Sunday, November 6, 2011

Wall Street Set to End the Week Down

Stocks were lower in Europe and on Wall Street on Friday as the Group of 20 nations ended a summit meeting with little apparent headway in resolving Europe’s debt crisis.


A jobs report that showed modest gains but still sluggish growth in the United States did little to improve sentiment.

Equities markets in the United States were on track to record a cumulative loss of at least 2 percent for the week, after gaining more than 3 percent last week, as the markets continue to gyrate along with events in Europe.

Prime Minister George A. Papandreou of Greece faced a confidence vote on Friday after calling off a referendum on Greece’s new rescue deal with its international creditors. Meanwhile, a meeting in France of G-20 leaders wrapped up without bringing in commitments of funds to prop up Europe’s bailout fund.

While the debt crisis in Europe has unsettled global financial markets for more than a year, analysts were also watching on Friday for any insight that the monthly jobs report in the United States would provide on the pace of the nation’s recovery.

But it revealed only a modest improvement. The Department of Labor reported that employers in the United States added 80,000 jobs in October, slightly below economists’ forecasts, compared with 158,000 jobs in September.

The Euro Stoxx 50 index, a barometer of euro zone blue chips, closed down 2.4 percent. The German DAX was down 2.7 percent and the CAC 40 in Paris was down 2.2 percent. The FTSE 100 index in London ended the day 0.3 percent lower.

In afternoon trading on Wall Street, the Standard & Poor’s 500-stock index was down about 1 percent, as was the Dow Jones industrial average.
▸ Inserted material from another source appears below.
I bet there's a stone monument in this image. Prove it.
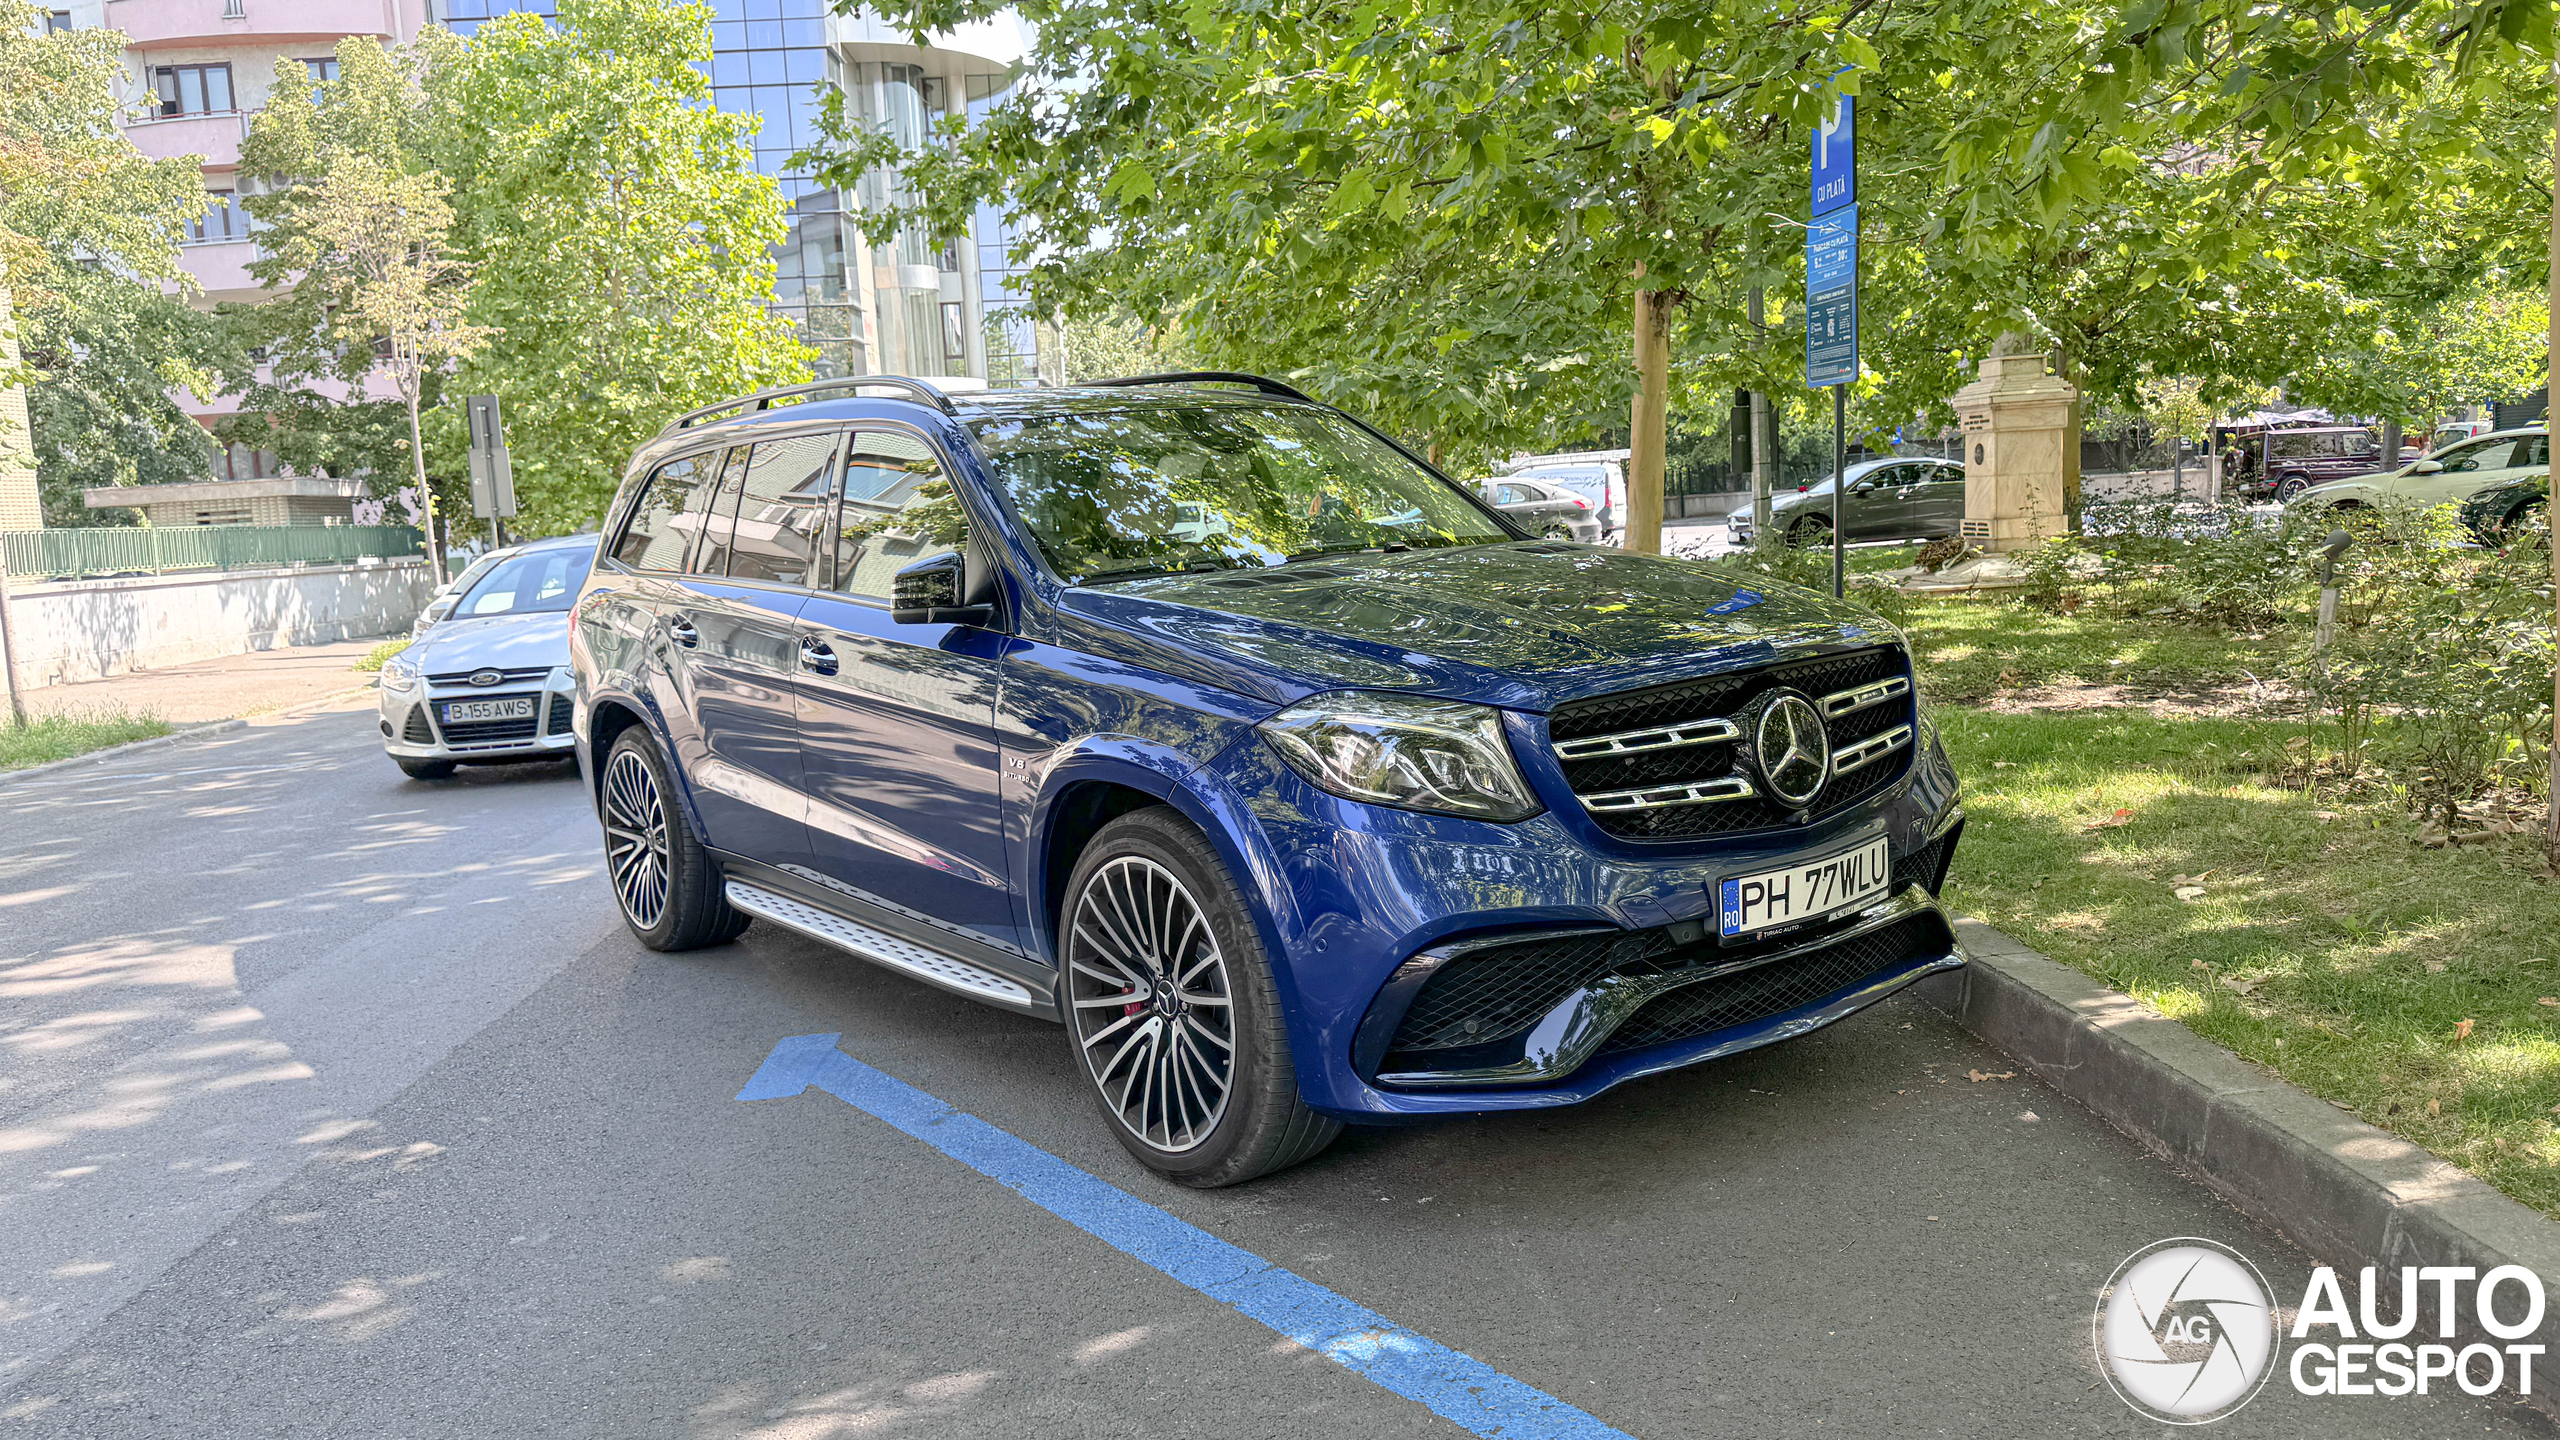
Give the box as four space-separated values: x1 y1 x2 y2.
0 291 39 533
1951 334 2079 552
The Nasdaq composite index was down 0.7 percent.

The United States benchmark 10-year bond yield was 2.052 percent, compared with 2.074 percent on Thursday.
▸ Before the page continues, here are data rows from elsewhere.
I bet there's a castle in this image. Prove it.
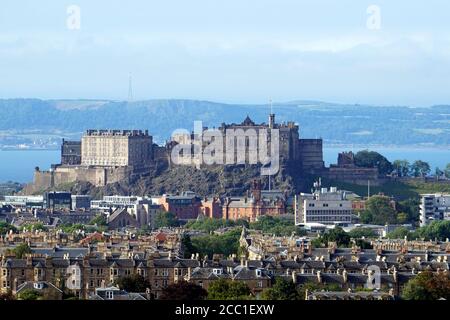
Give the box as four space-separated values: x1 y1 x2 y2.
24 114 381 194
25 114 325 192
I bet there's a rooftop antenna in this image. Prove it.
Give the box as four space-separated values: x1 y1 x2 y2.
128 73 133 102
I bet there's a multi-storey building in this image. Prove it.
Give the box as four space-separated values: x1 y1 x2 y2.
295 186 353 226
81 129 153 168
61 139 81 165
222 180 286 222
419 193 450 226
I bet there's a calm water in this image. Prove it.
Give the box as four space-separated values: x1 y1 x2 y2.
0 147 449 183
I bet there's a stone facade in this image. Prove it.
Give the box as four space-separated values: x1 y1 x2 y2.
81 129 152 168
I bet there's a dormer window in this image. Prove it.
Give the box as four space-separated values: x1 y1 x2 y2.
106 291 114 300
33 282 44 290
256 269 262 277
213 268 223 275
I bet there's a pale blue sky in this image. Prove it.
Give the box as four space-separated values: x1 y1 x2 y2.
0 0 449 106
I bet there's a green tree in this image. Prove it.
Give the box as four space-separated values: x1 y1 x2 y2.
22 222 47 232
347 228 377 239
312 227 350 248
261 277 300 300
160 281 207 300
0 222 16 235
18 289 42 300
154 211 178 229
410 160 431 177
12 243 32 259
445 163 450 179
397 212 408 224
413 220 450 241
435 167 444 178
181 234 195 259
190 229 242 258
397 198 420 223
89 213 107 226
402 271 450 300
207 279 252 300
115 274 151 292
250 216 306 236
393 160 410 177
354 150 393 175
360 195 398 225
386 226 411 240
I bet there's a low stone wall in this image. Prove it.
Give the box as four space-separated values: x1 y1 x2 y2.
24 165 135 193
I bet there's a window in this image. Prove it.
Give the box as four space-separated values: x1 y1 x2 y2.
257 281 263 288
106 291 114 300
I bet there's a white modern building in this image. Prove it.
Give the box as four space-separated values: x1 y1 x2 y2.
91 195 162 228
419 193 450 227
295 186 353 226
1 195 44 208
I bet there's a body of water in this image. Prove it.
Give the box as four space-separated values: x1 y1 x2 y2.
0 147 449 183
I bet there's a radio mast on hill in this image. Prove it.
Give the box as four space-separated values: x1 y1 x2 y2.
128 73 133 102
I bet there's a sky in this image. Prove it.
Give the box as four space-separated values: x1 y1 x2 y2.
0 0 449 106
Financial stocks were down 1.5 percent in the United States, the worst performing sector on the broader market.

Following the bankruptcy filing this week of MF Global in the United States, “investors are watching their backs for other troubled financials,” said Guy LeBas, the chief fixed income strategist for Janney Montgomery Scott.

Also this week, borrowing costs in Europe for the most troubled economies have been pushing up again to worrying levels.

Italian bonds, among the most pressured, have hit yield levels that mark the most expensive 10-year money the country has borrowed since joining the euro, making it even more difficult to reduce the overall debt load.

On Friday, the yield on 10-year bonds in Italy climbed again to 6.35 percent, up from 6.181 percent.

Mr. LeBas said that it could be a combination of factors causing bond prices to decline, including the “dragging on” of the uncertainty in Greece and the inability of the G-20 leaders to muster funds for the European bailout. One step that emerged from the G-20 meeting, however, was Italy’s decision to have the International Monetary Fund monitor its belt-tightening efforts.

“Looking ahead, while Greece is front and center now, the core problem for the euro zone is how to mitigate contagion to Italy,” said currency strategists from Brown Brothers Harriman in a research note. The euro was $1.3759 on Friday, down from $1.3823 on Thursday.

In addition to Europe and the economic data in the United States, investors have also been scrutinizing corporate reports, which in recent weeks have somewhat steadied the American market amid the turmoil that filtered through from the euro zone.

On Friday, all of the major sectors in the broader market were lower, but some companies appeared to curb any steeper declines.

Starbucks, for example, was up more than 7 percent after delivering fiscal fourth quarter earnings that beat estimates, and was the most widely traded stock of the consumer companies, propping them up as a group which fell less than 1 percent.

Genworth Financial, for its part, was one of the most widely traded stocks, and one of the few to rise, in the financial sector. Its share hurtled past 16 percent after reporting better-than-expected third-quarter earnings per share.

Groupon Inc. shares were up more than 40 percent at $28.80 at one point during Friday’s session, its trading debut.